NIST 800-53 REV 5 • SYSTEM AND COMMUNICATIONS PROTECTION
SC-7(9) — Restrict Threatening Outgoing Communications Traffic
Detect and deny outgoing communications traffic posing a threat to external systems; and Audit the identity of internal users associated with denied communications.
Supplemental Guidance
Detecting outgoing communications traffic from internal actions that may pose threats to external systems is known as extrusion detection. Extrusion detection is carried out within the system at managed interfaces. Extrusion detection includes the analysis of incoming and outgoing communications traffic while searching for indications of internal threats to the security of external systems. Internal threats to external systems include traffic indicative of denial-of-service attacks, traffic with spoofed source addresses, and traffic that contains malicious code. Organizations have criteria to determine, update, and manage identified threats related to extrusion detection.
Practitioner Notes
Your network boundary devices should detect and block outgoing traffic that looks threatening — like connections to known command-and-control servers, data exfiltration attempts, or outbound scanning.

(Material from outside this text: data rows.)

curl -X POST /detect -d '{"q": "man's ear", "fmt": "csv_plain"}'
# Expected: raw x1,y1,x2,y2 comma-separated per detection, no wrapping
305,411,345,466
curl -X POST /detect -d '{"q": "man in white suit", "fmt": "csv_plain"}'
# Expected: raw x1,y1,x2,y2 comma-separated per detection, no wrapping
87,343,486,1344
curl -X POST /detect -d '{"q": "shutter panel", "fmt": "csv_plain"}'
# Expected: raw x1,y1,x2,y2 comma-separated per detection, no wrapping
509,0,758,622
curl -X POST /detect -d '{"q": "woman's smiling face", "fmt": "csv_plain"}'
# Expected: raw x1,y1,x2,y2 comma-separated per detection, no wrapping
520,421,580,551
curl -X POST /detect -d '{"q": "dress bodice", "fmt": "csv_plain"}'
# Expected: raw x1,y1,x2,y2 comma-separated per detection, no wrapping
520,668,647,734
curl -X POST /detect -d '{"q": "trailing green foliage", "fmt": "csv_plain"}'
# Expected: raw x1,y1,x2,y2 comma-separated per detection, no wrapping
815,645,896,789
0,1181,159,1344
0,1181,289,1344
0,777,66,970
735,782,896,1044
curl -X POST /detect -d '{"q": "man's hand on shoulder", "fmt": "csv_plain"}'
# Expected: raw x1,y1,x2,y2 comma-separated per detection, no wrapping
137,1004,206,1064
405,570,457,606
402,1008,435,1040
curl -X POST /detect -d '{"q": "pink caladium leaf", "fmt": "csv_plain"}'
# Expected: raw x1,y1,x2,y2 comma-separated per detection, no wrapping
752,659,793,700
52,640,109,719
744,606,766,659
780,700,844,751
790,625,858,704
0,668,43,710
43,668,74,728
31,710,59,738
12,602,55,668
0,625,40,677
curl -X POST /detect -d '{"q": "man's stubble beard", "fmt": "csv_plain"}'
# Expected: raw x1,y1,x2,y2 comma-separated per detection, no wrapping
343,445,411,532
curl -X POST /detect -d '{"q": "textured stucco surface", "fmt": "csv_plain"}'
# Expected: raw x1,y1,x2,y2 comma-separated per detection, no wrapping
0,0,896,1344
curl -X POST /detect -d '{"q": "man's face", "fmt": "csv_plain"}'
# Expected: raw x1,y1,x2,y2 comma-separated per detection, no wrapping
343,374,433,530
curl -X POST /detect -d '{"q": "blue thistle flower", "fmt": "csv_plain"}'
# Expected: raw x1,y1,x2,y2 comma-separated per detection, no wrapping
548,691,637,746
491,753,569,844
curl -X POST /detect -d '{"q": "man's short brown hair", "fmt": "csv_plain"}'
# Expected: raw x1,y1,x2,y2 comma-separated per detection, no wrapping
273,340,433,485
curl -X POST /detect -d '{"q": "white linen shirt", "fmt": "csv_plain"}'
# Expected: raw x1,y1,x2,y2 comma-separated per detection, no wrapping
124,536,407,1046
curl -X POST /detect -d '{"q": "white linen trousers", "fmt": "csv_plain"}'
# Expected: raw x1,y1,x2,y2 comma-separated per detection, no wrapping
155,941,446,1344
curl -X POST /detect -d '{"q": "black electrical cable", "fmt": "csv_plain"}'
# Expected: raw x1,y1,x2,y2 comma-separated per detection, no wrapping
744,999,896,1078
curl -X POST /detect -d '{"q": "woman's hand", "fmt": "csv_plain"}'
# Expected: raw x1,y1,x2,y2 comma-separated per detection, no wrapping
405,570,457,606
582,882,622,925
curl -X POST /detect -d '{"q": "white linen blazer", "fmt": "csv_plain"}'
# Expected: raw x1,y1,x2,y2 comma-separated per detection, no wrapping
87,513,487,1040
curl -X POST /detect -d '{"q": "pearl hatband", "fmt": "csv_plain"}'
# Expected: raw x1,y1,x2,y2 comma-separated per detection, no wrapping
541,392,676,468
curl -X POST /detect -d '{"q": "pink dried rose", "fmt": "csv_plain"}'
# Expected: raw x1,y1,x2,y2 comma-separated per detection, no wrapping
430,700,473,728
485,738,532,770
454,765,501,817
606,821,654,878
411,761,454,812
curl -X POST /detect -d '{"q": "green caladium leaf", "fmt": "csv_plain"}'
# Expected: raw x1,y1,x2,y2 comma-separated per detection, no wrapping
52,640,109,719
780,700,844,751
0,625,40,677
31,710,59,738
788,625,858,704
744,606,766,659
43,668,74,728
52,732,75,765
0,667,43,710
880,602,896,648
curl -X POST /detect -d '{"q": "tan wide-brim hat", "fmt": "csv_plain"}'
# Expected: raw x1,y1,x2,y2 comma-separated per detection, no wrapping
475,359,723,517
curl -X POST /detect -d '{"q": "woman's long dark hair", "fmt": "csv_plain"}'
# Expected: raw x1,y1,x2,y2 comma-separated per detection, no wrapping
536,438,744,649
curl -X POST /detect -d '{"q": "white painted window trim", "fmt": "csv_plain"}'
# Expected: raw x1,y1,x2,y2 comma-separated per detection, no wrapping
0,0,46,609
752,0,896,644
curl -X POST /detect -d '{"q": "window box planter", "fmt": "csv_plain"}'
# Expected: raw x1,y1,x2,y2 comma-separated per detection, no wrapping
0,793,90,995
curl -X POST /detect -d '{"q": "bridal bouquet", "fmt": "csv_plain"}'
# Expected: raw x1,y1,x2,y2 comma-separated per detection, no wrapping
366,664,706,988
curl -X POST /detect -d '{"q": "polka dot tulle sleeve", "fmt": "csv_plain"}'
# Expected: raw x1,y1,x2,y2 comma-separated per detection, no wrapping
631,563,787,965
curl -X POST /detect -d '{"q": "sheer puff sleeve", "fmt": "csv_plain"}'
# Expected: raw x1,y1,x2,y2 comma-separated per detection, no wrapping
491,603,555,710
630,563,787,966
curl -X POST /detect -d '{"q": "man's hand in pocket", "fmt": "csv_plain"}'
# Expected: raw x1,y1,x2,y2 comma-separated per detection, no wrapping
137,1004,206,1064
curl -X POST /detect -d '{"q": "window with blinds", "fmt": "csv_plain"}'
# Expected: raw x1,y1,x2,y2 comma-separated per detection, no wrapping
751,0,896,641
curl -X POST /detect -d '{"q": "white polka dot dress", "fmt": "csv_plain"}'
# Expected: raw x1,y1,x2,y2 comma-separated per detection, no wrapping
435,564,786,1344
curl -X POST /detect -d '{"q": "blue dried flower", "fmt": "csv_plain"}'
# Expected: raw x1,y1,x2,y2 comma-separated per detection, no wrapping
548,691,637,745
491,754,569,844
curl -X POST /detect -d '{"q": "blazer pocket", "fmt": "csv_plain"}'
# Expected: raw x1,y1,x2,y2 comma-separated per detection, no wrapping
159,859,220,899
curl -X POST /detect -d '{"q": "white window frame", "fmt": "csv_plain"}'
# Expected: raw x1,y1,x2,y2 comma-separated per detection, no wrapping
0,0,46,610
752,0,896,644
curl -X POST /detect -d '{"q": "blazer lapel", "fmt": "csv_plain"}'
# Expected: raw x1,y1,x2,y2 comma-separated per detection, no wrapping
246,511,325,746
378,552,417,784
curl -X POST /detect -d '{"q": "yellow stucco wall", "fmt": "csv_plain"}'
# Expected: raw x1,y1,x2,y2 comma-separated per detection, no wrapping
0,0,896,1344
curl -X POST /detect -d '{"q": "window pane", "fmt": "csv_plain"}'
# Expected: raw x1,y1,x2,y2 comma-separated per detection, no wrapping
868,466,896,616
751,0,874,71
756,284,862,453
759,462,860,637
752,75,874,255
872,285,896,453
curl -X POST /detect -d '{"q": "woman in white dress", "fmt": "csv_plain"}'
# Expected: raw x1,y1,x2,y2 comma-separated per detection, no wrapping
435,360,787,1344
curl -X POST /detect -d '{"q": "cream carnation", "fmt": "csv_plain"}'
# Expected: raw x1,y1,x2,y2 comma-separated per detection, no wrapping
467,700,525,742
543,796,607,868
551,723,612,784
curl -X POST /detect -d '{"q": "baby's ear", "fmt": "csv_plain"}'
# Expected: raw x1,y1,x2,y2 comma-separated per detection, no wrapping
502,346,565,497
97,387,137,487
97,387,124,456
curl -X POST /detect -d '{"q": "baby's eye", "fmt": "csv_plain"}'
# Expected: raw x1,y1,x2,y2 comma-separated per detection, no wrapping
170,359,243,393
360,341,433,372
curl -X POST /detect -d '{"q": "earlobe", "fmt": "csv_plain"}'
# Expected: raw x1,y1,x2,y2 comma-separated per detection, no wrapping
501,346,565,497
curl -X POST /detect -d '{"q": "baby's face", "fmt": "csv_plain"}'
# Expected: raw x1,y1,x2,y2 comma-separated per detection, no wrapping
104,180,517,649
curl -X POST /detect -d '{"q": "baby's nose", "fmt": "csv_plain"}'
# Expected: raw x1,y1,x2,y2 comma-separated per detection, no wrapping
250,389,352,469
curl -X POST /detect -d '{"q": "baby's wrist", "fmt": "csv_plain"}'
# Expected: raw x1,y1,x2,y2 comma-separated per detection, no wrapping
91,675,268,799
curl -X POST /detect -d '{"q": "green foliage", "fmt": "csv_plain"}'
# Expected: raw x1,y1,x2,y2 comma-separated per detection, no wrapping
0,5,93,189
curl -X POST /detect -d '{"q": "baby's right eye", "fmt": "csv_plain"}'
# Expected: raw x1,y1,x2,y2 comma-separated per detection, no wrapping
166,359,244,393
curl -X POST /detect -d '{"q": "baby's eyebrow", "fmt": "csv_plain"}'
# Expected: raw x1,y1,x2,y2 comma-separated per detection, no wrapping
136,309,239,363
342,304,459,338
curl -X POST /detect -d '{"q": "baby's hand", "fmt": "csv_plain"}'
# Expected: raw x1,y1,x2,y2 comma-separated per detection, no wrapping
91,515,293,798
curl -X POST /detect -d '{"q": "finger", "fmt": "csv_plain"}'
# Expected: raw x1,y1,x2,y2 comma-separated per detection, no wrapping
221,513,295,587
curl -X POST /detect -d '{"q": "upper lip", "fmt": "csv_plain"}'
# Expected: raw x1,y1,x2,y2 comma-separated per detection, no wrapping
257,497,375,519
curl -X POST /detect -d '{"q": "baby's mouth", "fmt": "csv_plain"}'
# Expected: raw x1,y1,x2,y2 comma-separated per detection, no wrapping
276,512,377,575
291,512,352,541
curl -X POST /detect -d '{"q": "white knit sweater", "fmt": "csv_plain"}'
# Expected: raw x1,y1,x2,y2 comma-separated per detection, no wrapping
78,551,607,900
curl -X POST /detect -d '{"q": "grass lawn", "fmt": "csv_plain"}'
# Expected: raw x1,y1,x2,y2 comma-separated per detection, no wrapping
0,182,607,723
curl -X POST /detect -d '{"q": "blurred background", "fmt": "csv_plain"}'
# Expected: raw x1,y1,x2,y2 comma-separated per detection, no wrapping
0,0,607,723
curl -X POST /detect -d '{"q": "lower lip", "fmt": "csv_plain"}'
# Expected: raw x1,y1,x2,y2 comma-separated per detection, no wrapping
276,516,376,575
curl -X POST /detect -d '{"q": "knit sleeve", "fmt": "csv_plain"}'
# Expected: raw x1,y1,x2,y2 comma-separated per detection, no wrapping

Example 1: Enable threat intelligence feeds on your firewall (Palo Alto WildFire, Fortinet FortiGuard) that automatically block outbound connections to known malicious IP addresses and domains. Update these feeds automatically at least daily.
Example 2: Configure your IDS/IPS (Snort, Suricata) to monitor outbound traffic for indicators of compromise — DNS queries to dynamic DNS providers, large outbound data transfers to foreign IP addresses, or encoded data in HTTP headers that suggest command-and-control traffic.